The FAA said in a statement earlier that it welcomes investigators’ observations, saying the lessons it learned from the two MAX crashes “will be a springboard to an even greater level of safety.”

“While the FAA’s certification processes are well-established and have consistently produced safe aircraft designs, we are a learning agency and welcome the scrutiny,” the FAA said.

Boeing’s 737 MAX 7 out of the paint shop in Renton, Wash. The regulator has committed to working with the House of Representatives to transform its approval process. (Photo: AirlineGeeks | Chuyi Chuang)

“The FAA is committed to continually advancing aviation safety and looks forward to working with the Committee to implement improvements identified in its report. We are already undertaking important initiatives based on what we have learned from our own internal reviews as well as independent reviews of the Lion Air and Ethiopian Airlines accidents,” the FAA told CBS after the most recent report.

The FAA, Transport Canada and the EASA have all come out with required design changes that they will test before recertifying the 737 MAX to fly in their airspace. And the FAA says it will work with the House committee to carry out recommended changes.

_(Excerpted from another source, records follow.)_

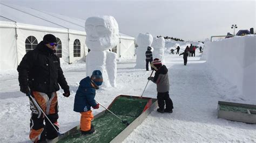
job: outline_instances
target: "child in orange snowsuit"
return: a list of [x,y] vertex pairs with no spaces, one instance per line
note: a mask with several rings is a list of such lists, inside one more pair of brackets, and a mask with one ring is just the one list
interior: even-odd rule
[[83,135],[91,134],[95,131],[91,124],[93,119],[91,107],[94,109],[99,108],[99,104],[96,102],[94,98],[96,89],[99,89],[103,81],[102,73],[98,70],[93,71],[91,77],[87,76],[80,81],[75,97],[73,110],[81,114],[80,128]]

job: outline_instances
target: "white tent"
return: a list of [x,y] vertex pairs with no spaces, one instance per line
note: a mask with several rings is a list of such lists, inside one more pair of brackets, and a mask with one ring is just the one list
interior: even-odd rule
[[[15,5],[0,4],[0,70],[17,68],[48,33],[57,38],[56,54],[63,61],[85,59],[85,20]],[[134,38],[120,33],[119,39],[117,55],[134,56]]]

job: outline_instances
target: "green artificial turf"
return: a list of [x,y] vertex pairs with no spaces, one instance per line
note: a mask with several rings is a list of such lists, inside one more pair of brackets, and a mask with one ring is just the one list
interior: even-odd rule
[[[142,114],[147,102],[147,99],[119,96],[109,109],[122,120],[131,123]],[[127,127],[120,119],[107,111],[95,119],[92,124],[95,129],[93,133],[83,136],[78,131],[58,142],[109,142]]]
[[246,108],[238,106],[231,106],[224,104],[220,104],[220,110],[232,111],[235,112],[247,113],[247,109],[256,110],[256,108]]

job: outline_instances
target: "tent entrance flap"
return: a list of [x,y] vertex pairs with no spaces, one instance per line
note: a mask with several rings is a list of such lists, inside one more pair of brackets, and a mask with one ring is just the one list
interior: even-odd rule
[[119,95],[108,109],[124,120],[130,123],[127,126],[120,119],[107,110],[95,117],[92,121],[95,132],[81,135],[79,125],[65,133],[63,138],[57,137],[58,142],[109,142],[123,141],[157,106],[156,99],[137,96]]

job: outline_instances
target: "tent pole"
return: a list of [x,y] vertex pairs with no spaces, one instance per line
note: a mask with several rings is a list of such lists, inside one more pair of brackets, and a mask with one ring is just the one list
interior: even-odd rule
[[69,64],[71,64],[70,63],[70,47],[69,47],[69,42],[70,41],[70,39],[69,38],[69,29],[68,28],[68,48],[69,49]]
[[[17,23],[15,22],[15,44],[16,48],[16,57],[17,57],[17,65],[19,65],[19,60],[18,58],[18,47],[17,46],[17,40],[18,40],[18,34],[17,34]],[[16,67],[17,68],[17,67]]]

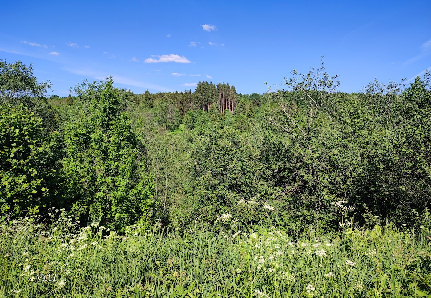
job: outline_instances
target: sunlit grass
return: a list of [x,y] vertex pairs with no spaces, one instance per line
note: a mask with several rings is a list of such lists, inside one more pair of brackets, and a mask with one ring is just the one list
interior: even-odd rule
[[[294,239],[185,233],[139,227],[125,236],[97,223],[78,228],[61,211],[51,224],[31,216],[0,232],[2,297],[430,297],[425,234],[392,224]],[[58,274],[56,281],[37,276]]]

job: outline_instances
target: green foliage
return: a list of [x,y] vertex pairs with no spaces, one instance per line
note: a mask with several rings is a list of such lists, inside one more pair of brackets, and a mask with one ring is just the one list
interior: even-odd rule
[[196,123],[196,113],[192,110],[190,110],[184,116],[183,121],[186,127],[189,129],[193,129]]
[[[376,226],[302,236],[275,228],[215,234],[132,227],[127,238],[62,211],[3,224],[0,295],[66,297],[428,297],[425,234]],[[429,231],[424,231],[429,232]],[[236,235],[234,237],[234,235]],[[38,239],[39,241],[34,241]],[[144,261],[143,261],[144,260]],[[37,282],[38,274],[51,281]],[[58,274],[55,280],[54,274]],[[16,293],[16,294],[15,294]]]
[[42,119],[21,104],[0,107],[0,214],[19,214],[50,204],[55,143],[46,140]]
[[145,172],[143,146],[120,110],[119,91],[110,78],[82,91],[79,100],[88,103],[89,117],[64,129],[72,210],[118,230],[137,220],[146,226],[154,186]]
[[51,87],[49,81],[37,82],[32,65],[27,67],[21,61],[8,63],[0,59],[0,106],[16,107],[22,104],[42,118],[44,127],[53,130],[56,124],[45,96]]
[[[230,127],[209,130],[196,140],[191,150],[192,218],[214,223],[228,212],[239,217],[242,225],[249,214],[238,211],[238,201],[253,198],[261,208],[268,200],[259,152],[237,131]],[[262,211],[256,214],[262,215]],[[259,218],[256,215],[252,219]]]

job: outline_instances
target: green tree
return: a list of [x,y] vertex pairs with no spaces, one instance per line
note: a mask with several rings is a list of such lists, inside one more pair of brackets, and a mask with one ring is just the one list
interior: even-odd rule
[[110,78],[75,91],[78,102],[89,105],[90,116],[64,128],[63,164],[72,210],[117,230],[137,221],[147,227],[154,185],[145,173],[143,144],[112,84]]
[[[55,143],[46,140],[42,119],[22,104],[0,107],[0,213],[15,215],[50,202]],[[50,197],[50,195],[51,196]]]
[[192,110],[189,110],[184,116],[183,122],[186,127],[193,129],[196,123],[196,113]]

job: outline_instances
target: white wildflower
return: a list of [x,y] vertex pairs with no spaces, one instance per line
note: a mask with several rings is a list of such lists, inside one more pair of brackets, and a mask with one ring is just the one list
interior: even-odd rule
[[254,290],[254,296],[256,298],[269,298],[269,295],[265,295],[257,289]]
[[331,278],[331,277],[335,277],[335,275],[332,273],[332,272],[330,272],[329,273],[325,274],[325,277],[327,278]]
[[273,211],[275,210],[275,208],[271,206],[268,202],[265,202],[265,203],[263,205],[263,208],[271,211]]
[[307,290],[307,293],[308,293],[309,294],[311,293],[312,291],[315,290],[315,289],[314,289],[314,286],[311,283],[308,284],[308,286],[307,286],[306,288],[305,288],[305,289]]

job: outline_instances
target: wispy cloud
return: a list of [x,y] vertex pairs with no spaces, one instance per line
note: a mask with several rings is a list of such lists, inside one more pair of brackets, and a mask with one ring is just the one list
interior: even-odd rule
[[[109,73],[103,71],[99,71],[90,69],[65,68],[65,69],[75,74],[91,78],[96,80],[104,80],[110,74]],[[166,87],[155,85],[150,83],[142,82],[130,78],[118,75],[113,75],[112,77],[114,81],[117,84],[127,85],[128,86],[133,86],[135,87],[139,87],[144,89],[151,89],[152,90],[165,92],[171,92],[173,91],[172,90],[166,88]]]
[[403,63],[403,67],[405,67],[409,64],[416,62],[423,58],[431,55],[431,39],[424,42],[419,47],[421,50],[420,53],[408,59]]
[[68,42],[66,43],[66,45],[69,46],[69,47],[72,47],[73,48],[79,47],[79,46],[78,45],[78,43],[71,43],[70,41],[68,41]]
[[410,79],[409,79],[409,80],[407,80],[406,81],[406,83],[409,83],[409,82],[411,82],[412,81],[413,81],[413,80],[414,80],[415,79],[416,77],[420,77],[420,76],[422,75],[422,74],[425,74],[425,72],[426,72],[428,70],[429,70],[429,70],[431,70],[431,66],[430,66],[429,67],[428,67],[428,68],[426,68],[426,69],[424,69],[423,71],[421,71],[420,72],[419,72],[419,74],[418,74],[416,75],[415,75],[415,76],[414,76],[413,77],[412,77],[412,78],[411,78]]
[[217,27],[214,25],[212,25],[210,24],[205,24],[203,25],[201,25],[202,26],[202,28],[203,28],[205,31],[216,31],[219,30],[217,28]]
[[158,63],[159,62],[175,62],[178,63],[189,63],[190,60],[184,56],[171,54],[161,56],[151,55],[151,57],[157,57],[159,59],[147,58],[144,61],[146,63]]
[[431,50],[431,39],[422,43],[420,48],[422,51],[428,51],[429,50]]
[[194,87],[197,85],[197,83],[186,83],[184,84],[181,84],[181,86],[183,87]]
[[28,44],[30,46],[33,46],[33,47],[40,47],[41,45],[39,43],[31,43],[28,42],[27,40],[22,40],[21,42],[23,43],[25,43],[25,44]]
[[200,42],[197,42],[196,41],[191,41],[190,44],[189,45],[189,47],[196,47],[197,46],[196,45],[200,43]]

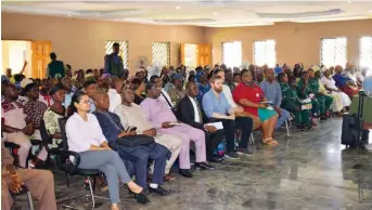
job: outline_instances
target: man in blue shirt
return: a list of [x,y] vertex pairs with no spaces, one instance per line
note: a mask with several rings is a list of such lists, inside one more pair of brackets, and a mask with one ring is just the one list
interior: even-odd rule
[[235,153],[235,122],[242,129],[242,140],[238,152],[244,155],[252,155],[248,149],[248,139],[251,136],[253,121],[248,117],[235,117],[235,113],[241,113],[240,107],[232,108],[222,93],[223,80],[220,76],[214,76],[210,79],[210,90],[203,96],[203,108],[208,118],[215,121],[221,121],[225,129],[227,142],[226,156],[232,159],[239,159]]
[[266,99],[272,102],[271,106],[280,116],[275,127],[275,129],[278,129],[283,126],[286,120],[290,119],[290,113],[280,107],[280,105],[282,104],[282,89],[280,88],[279,82],[275,80],[275,73],[272,68],[269,68],[267,70],[267,77],[268,78],[264,80],[259,84],[259,87],[265,93]]

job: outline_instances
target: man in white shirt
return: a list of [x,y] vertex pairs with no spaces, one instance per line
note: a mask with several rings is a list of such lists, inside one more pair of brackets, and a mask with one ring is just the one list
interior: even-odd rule
[[214,71],[214,75],[220,76],[222,79],[222,93],[225,94],[226,99],[228,100],[228,103],[231,105],[232,108],[236,108],[238,105],[234,102],[234,100],[232,99],[232,93],[231,93],[231,89],[225,84],[225,71],[222,69],[216,69]]
[[156,143],[162,144],[171,152],[171,157],[167,161],[165,169],[165,180],[174,180],[175,178],[169,174],[169,171],[181,152],[182,139],[171,134],[158,133],[147,121],[142,108],[133,103],[133,91],[129,88],[124,89],[121,93],[121,104],[115,108],[114,113],[119,116],[121,124],[125,128],[137,127],[136,131],[138,134],[154,136]]
[[165,91],[165,89],[163,88],[163,79],[157,76],[157,75],[153,75],[151,78],[150,78],[150,82],[152,83],[156,83],[157,87],[162,87],[162,93],[161,93],[161,96],[159,99],[164,100],[165,102],[167,102],[168,106],[170,108],[174,108],[174,104],[171,103],[171,99],[168,94],[167,91]]
[[116,106],[121,104],[121,96],[119,94],[120,90],[123,88],[123,81],[118,79],[117,77],[111,78],[111,89],[108,89],[107,94],[110,99],[110,111],[114,111]]

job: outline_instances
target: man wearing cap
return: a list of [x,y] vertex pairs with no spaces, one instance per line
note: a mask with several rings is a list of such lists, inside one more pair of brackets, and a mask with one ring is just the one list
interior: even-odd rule
[[110,74],[118,78],[124,78],[126,75],[124,63],[119,53],[119,43],[113,44],[113,53],[104,57],[104,74]]
[[64,78],[67,67],[61,61],[56,61],[56,54],[50,53],[50,62],[47,66],[47,77],[48,78]]
[[190,142],[195,143],[195,168],[201,170],[214,169],[206,162],[205,134],[185,123],[178,123],[175,114],[167,103],[159,99],[161,87],[156,83],[146,84],[147,97],[140,104],[146,119],[158,133],[172,134],[182,139],[182,147],[179,156],[179,173],[185,178],[192,178],[190,171]]
[[184,97],[185,91],[183,89],[183,77],[181,74],[177,74],[171,81],[174,83],[174,88],[169,90],[169,96],[171,103],[176,106],[178,102]]

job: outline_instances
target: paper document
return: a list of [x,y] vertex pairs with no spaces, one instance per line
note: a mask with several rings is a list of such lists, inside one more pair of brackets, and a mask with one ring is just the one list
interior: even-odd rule
[[210,122],[210,123],[206,123],[206,126],[213,126],[216,127],[217,130],[221,130],[223,129],[223,124],[222,122],[218,121],[218,122]]

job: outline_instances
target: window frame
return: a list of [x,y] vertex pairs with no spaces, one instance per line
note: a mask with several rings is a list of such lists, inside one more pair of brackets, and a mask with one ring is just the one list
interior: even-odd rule
[[[323,37],[323,38],[321,38],[320,39],[320,65],[325,65],[325,64],[323,64],[323,60],[322,60],[322,55],[323,55],[323,52],[322,52],[322,41],[323,40],[325,40],[325,39],[333,39],[333,40],[335,40],[335,39],[339,39],[339,38],[345,38],[345,40],[346,40],[346,44],[345,44],[345,64],[344,65],[342,65],[343,67],[345,67],[346,66],[346,63],[347,63],[347,37],[346,36],[339,36],[339,37]],[[334,58],[335,60],[335,58]],[[341,65],[341,64],[335,64],[335,65]],[[331,65],[331,66],[335,66],[335,65]],[[326,66],[326,65],[325,65]],[[326,66],[326,67],[330,67],[330,66]]]
[[167,61],[166,61],[166,64],[159,64],[159,65],[162,65],[162,67],[170,66],[170,42],[169,41],[153,41],[152,42],[152,44],[151,44],[151,61],[152,61],[152,64],[155,64],[155,61],[154,61],[154,44],[155,43],[162,43],[162,44],[166,44],[167,45]]
[[[255,41],[253,41],[253,45],[252,45],[252,51],[253,51],[253,58],[252,58],[252,63],[253,64],[255,64],[255,65],[258,65],[258,64],[256,64],[256,48],[255,48],[255,43],[256,42],[268,42],[268,41],[273,41],[274,42],[274,48],[273,48],[273,50],[274,50],[274,62],[273,62],[273,64],[272,64],[272,66],[270,66],[269,64],[268,64],[268,61],[265,61],[265,64],[262,64],[262,65],[260,65],[260,66],[264,66],[264,65],[268,65],[268,67],[271,67],[271,68],[273,68],[273,67],[275,67],[275,64],[278,63],[277,62],[277,40],[275,39],[265,39],[265,40],[255,40]],[[266,47],[266,45],[265,45]],[[266,50],[265,50],[266,51]],[[266,53],[265,53],[266,54]],[[266,55],[265,55],[265,60],[266,60]]]

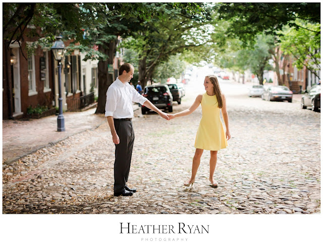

All three regulators have run test flights on the MAX over the past couple of months to test mandated changes. All are expected to, in addition to mandating changes, require that pilot simulator training be mandated for all pilots even if they already have experience on older 737 models like the 737NG, among the most common models currently in service.

The MAX grounding, which is nearing 18 months in length, has cost Boeing nearly $18 billion. While the crisis has damaged Boeing’s reputation and a number of airlines and leasing companies have already canceled their orders, a large number of airlines have kept orders throughout the grounding due either to ongoing contractual obligations, the promises of good fuel savings in the future or just because they still want the MAX in their fleets.